L’Ibisco, conosciuto con il nome di Carcadè, è una pianta erbacea appartenente alla famiglia delle Malvaceae.
I principi attivi caratterizzanti sono: acidi organici (acido ibiscico, acido citrico, acido ossalico, acido tartarico, acido malico), antociani, acido ascorbico, tannini, mucillagini, fitosteroli e pigmenti di colore rosso/viola intenso.
L’Ibisco è utilizzato tradizionalmente in cosmesi per prevenire la caduta dei capelli e per mantenerli morbidi e districati, forti e lucidi, ma anche per le sue ottime capacità tintorie.
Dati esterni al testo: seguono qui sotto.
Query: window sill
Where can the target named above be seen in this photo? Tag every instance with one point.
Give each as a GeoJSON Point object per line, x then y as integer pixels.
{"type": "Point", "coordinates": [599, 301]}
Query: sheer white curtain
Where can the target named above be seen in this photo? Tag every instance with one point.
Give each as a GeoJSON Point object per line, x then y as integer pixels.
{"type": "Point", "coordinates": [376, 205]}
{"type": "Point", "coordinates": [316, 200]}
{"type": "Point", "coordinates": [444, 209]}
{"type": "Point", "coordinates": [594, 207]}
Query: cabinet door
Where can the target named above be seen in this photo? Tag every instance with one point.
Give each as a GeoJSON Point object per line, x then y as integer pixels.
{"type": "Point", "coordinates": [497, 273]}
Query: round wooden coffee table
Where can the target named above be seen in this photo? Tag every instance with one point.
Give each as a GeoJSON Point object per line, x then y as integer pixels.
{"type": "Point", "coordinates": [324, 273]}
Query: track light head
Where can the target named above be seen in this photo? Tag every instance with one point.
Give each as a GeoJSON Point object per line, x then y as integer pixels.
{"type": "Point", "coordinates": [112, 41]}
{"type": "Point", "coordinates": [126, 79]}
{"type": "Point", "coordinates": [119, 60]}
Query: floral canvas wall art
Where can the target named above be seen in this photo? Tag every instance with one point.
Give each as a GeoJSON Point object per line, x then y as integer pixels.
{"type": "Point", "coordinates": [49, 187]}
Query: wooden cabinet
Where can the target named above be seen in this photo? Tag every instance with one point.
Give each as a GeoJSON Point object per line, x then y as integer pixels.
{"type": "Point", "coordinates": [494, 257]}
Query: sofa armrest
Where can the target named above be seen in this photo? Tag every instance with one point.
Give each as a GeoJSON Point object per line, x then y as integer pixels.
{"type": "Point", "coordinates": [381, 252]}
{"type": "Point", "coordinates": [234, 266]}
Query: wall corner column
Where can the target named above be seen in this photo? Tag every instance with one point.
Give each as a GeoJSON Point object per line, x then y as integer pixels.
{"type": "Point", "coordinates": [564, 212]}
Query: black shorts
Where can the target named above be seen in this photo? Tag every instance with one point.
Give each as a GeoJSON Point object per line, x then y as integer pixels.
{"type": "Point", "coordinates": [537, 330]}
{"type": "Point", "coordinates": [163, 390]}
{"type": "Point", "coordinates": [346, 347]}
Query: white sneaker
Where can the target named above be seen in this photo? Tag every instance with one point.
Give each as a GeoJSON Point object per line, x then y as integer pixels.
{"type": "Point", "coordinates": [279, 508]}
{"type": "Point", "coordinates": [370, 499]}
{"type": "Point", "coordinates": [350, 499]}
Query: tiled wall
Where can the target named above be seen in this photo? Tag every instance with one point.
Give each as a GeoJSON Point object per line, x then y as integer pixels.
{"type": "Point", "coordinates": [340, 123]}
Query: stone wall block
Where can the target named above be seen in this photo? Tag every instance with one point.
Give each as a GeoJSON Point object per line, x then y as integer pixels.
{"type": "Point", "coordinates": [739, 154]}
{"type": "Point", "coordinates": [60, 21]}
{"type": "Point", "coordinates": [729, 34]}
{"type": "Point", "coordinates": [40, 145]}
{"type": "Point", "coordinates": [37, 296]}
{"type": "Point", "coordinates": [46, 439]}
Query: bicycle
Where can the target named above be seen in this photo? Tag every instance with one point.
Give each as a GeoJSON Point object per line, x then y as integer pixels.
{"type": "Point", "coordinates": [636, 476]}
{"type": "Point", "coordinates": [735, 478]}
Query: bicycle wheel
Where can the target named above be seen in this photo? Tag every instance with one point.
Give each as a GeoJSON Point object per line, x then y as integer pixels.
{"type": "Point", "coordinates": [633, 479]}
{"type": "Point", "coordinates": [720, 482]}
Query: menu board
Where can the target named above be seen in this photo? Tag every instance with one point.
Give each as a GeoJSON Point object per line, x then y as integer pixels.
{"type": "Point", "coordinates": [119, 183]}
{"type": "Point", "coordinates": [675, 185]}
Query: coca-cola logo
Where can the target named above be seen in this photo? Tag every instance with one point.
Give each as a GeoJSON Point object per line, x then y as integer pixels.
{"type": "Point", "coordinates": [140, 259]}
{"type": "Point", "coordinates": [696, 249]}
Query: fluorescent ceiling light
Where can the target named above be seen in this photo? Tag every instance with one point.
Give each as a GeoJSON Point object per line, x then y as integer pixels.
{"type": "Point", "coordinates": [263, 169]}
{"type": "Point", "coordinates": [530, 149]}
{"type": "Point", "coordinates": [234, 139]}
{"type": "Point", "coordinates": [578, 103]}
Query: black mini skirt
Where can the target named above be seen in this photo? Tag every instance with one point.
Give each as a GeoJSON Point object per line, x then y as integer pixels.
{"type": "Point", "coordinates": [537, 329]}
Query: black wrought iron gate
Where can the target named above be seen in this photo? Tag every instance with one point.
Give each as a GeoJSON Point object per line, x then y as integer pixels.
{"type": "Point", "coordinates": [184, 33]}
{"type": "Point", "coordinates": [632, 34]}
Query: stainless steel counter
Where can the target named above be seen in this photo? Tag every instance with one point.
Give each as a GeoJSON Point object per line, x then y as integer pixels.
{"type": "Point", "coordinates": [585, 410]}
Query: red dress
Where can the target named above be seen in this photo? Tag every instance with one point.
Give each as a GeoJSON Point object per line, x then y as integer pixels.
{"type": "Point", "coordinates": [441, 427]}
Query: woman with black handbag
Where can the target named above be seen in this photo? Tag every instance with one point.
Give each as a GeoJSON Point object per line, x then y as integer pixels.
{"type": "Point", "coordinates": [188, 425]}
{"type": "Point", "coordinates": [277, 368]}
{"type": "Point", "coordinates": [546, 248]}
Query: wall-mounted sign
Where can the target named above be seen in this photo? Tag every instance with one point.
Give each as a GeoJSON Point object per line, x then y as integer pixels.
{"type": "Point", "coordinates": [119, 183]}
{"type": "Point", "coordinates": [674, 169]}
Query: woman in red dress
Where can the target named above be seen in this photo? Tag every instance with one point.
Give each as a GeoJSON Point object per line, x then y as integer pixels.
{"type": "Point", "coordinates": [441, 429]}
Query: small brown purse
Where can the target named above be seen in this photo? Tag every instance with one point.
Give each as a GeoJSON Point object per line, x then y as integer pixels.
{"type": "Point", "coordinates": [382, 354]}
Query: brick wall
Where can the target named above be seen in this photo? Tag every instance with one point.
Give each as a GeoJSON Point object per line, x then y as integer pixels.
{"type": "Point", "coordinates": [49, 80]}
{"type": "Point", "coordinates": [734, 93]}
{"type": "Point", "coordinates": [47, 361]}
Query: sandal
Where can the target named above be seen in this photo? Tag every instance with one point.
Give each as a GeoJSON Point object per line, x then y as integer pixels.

E' un ottimo correttore per ottenere i toni freddi del rosso e nuances violacee accese...
Ma avendo poca presa sui capelli bianchi, si consiglia di utilizzarlo in sinergia con erbe tintorie più coprenti.
Lo possiamo mescolare con la lawsonia ( henné rosso), miscelandolo con la robbia, col legno di campeggio,col mallo di noce oppure con l'alcanna per ottenere le più variegate nuances che vanno dal rosa, al rosso intenso, fino al castano ramato, al prugna o al melanzana!
Ovviamente tutto a seconda del colore di partenza, della porosità del fusto del capello, delle polveri utilizzate, della percentuale di capelli bianchi presenti, dei tempi di posa, e da altre variabili....
Come detto, per sfruttare al meglio le potenzialità dell'ibisco, è raccomandabile impiegarlo in una miscela con henné. L'henné è infatti l'unica erba tintoria in grado di legarsi in maniera permanente alla cheratina del capello, fungendo altresì da vettore per le altre erbe.
Nel caso dell'ibisco, quindi, l'uso in combinazione con l'henné ne garantisce una presa migliore sui capelli e un effetto tintorio più prolungato nel tempo. Inoltre, se mescolato alla lawsonia, l'ibisco ne raffredda il tipico color rosso, accentuando le tonalità prugna/ciliegia del composto tintorio.
Oltre alla miscela con l'henné, l'ibisco può essere impiegato in combinazione con la robbia o in sinergia con henné e robbia, soprattutto se intendiamo accentuare la tonalità fredda del rosso, ottenendo una tinta color rubino/prugna.
 Inoltre, sui capelli biondi o molto chiari, l'ibisco si rivela utilissimo per ottenere una particolare colorazione a metà tra i toni rosa e oro, che prende il nome di biondo fragola o strawberry blonde. Si tratta di una sfumatura molto originale, dalla vena lievemente romantica, che dona soprattutto alle persone dall'incarnato molto chiaro, magari puntellato di efelidi. Opportunamente combinato con il ramato dell'henné e col giallo oro della curcuma o il giallo caldo del rabarbaro, il rosa freddo dell'ibisco è in grado di generare questa particolarissima nuance biondo fragola. In ogni caso bisogna tener ben presenti le caratteristiche delle singole erbe tintorie. Sia l'henné che la curcuma e il rabarbaro, ad esempio, hanno un elevatissimo potere tintorio, mentre l'ibisco ha un potere perlopiù riflessante.
Quante cose belle si possono fare con queste erbe tintorie!!!
Non mi stancherò mai di ripetere che il trucco sta nell' aver pazienza, perseveranza, voglia di osare e sperimentare. L'aspetto positivo è che nel frattempo i capelli trarranno solo estremo giovamento dall'utilizzo delle tinte naturali.